Dhamija Anish, Dhamija Ankit, Hancock Jacquelyn, McCloskey Barbara, Kim Anthony W, Detterbeck Frank C, Boffa Daniel J
Department of Thoracic Surgery, Yale University School of Medicine, New Haven, CT, USA.
Eur J Cardiothorac Surg. 2014 May;45(5):904-9. doi: 10.1093/ejcts/ezt482. Epub 2013 Oct 3.
The minimally invasive oesophagectomy (MIO) approach offers a number of advantages over open approaches including reduced discomfort, shorter length of stay and a faster recovery to baseline status. On the other hand, minimally invasive procedures typically are longer and consume greater disposable instrumentation, potentially resulting in a greater overall cost. The objective of this study was to compare costs associated with various oesophagectomy approaches for oesophageal cancer.

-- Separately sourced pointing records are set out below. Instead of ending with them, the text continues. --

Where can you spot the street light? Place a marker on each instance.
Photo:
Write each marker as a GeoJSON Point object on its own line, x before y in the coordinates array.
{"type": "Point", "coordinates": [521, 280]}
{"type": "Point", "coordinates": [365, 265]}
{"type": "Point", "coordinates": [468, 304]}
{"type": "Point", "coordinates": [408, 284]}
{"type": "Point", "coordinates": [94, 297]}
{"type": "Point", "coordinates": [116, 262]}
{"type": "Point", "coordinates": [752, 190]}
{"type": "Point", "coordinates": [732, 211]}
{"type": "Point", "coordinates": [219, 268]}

An institutional Resource Information Management System (RIMS) was queried for cost data relating to hospital expenditures (as opposed to billings or collections). The RIMS was searched for patients undergoing oesophagectomy for oesophageal cancer between 2003 and 2012 via minimally invasive, open transthoracic (OTT) (including Ivor Lewis, modified McKeown or thoracoabdominal) or transhiatal approaches. Patients that were converted from minimally invasive to open, or involved hybrid procedures, were excluded.
A total of 160 oesophagectomies were identified, including 61 minimally invasive, 35 open transthoracic and 64 transhiatal. Costs on the day of surgery averaged higher in the MIO group ($12 476 ± 2190) compared with the open groups, OTT ($8202 ± 2512, P < 0.0001) or OTH ($5809 ± 2575, P < 0.0001). The median costs associated with the entire hospitalization also appear to be higher in the MIO group ($25 935) compared with OTT ($24 440) and OTH ($15 248). The average length of stay was lowest in the MIO group (11 ± 9 days) compared with OTT (19 ± 18 days, P = 0.006) and OTH (18 ± 28 days P = 0.07). The operative mortality was similar in the three groups (MIO = 3%, OTT = 9% and OTH = 3%).
The operating theatre costs associated with minimally invasive oesophagectomy are significantly higher than OTT or OTH approaches. Unfortunately, a shorter hospital stay after MIO does not consistently offset higher surgical expense, as total hospital costs trend higher in the MIO patients. In an increasingly strained health care economy, efforts to reduce costs associated with the minimally invasive approach should address the inpatient hospitalization as well as operating theatre expenses.
与开放手术相比,微创食管切除术(MIO)具有诸多优势,包括不适程度减轻、住院时间缩短以及恢复至基线状态更快。另一方面,微创手术通常耗时更长,消耗更多一次性器械,这可能导致总体成本更高。本研究的目的是比较食管癌不同食管切除手术方式的成本。
查询机构资源信息管理系统(RIMS)以获取与医院支出(而非计费或收款)相关的成本数据。在RIMS中搜索2003年至2012年间接受食管癌食管切除术的患者,手术方式包括微创、开放经胸(OTT)(包括Ivor Lewis术、改良McKeown术或胸腹联合术)或经裂孔手术。排除从微创转为开放手术或涉及杂交手术的患者。
共识别出160例食管切除术,其中61例为微创,35例为开放经胸手术,64例为经裂孔手术。与开放手术组相比,MIO组手术当天的成本平均更高(12476美元±2190美元),OTT组为(8202美元±2512美元,P<0.0001),经裂孔手术组为(5809美元±2575美元,P<0.0001)。与整个住院期间相关的中位成本在MIO组(25935美元)似乎也高于OTT组(24440美元)和经裂孔手术组(15248美元)。MIO组的平均住院时间最短(11±9天),而OTT组为(19±18天,P = 0.006),经裂孔手术组为(18±28天,P = 0.07)。三组的手术死亡率相似(MIO = 3%,OTT = 9%,经裂孔手术组 = 3%)。
与微创食管切除术相关的手术室成本显著高于OTT或经裂孔手术方式。遗憾的是,MIO术后较短的住院时间并不能始终抵消较高的手术费用,因为MIO患者的总住院成本呈上升趋势。在日益紧张的医疗经济环境下,降低微创方法相关成本的努力应同时关注住院费用和手术室费用。